1. 16
  1.  

  2. 10

    In order for a system to understand sessions, a user must be identifiable (in some way)

    Minor nitpick: I wouldn’t necessarily say that a user needs to be identifiable, but rather that you need to have some way to identify a “browsing session”. I think there’s a bit of a subtle difference between the two: you don’t really care about tracking users/people and who is doing what, but rather about “what is being click on from where”.

    Also, one thing you need to be very careful with in SQLite is concurrent writes; I’d recommend connecting with journal_mode=wal should fix most of these issues (this is something that’s probably not a small issue with a low number of pageviews, but becomes much more of an issue with dozens of pageviews/second).

    1. 3

      Minor nitpick: I wouldn’t necessarily say that a user needs to be identifiable, but rather that you need to have some way to identify a “browsing session”. I think there’s a bit of a subtle difference between the two: you don’t really care about tracking users/people and who is doing what, but rather about “what is being click on from where”.

      Thank you, this is a good point. I will update that.

      journal_mode=wal

      Very useful advice! I wasn’t familiar.

      1. 1

        journal_mode=wal

        Very useful advice! I wasn’t familiar.

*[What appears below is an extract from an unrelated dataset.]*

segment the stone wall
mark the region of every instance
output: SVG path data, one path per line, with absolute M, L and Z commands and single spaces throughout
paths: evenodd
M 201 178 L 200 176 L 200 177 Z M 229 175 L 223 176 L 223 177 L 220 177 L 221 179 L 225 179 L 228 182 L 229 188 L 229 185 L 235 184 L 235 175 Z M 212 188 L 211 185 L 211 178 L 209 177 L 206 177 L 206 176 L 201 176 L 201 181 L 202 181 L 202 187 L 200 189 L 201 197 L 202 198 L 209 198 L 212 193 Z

        Yeah, I learned this the hard way as well 😅 In spite of being just a simple parameter it took me quite some time to figure out the root cause and solution. You can design things so that concurrent writes never occur, but you need to be really careful and it’s easy to make a “mistake” and write to a database concurrently (which is what happened to me).

    2. 3

      creates a server-side hash by combining the website’s ID, a User-Agent, an IP address, and a rotating salt

      For anyone who is interested in the privacy implications of using hashed IPs, UAs and such this is a comprehensive and real world read on the topic: https://edps.europa.eu/data-protection/our-work/publications/papers/introduction-hash-function-personal-data_en

      Ironically, one might argue that assigning a random identifier to a user (yes, this requires user consent, but this is also a good thing from a privacy perspective) that you will use for session tracking is still the best option when it comes to protecting user privacy.

      1. 1

        An important aspect that isn’t mentioned is that none of this gets stored to the database; it’s just an in-memory map of hash → random UUID (and the UUID is what gets stored to the database, and the hash is only kept in memory for 8 hours at the most).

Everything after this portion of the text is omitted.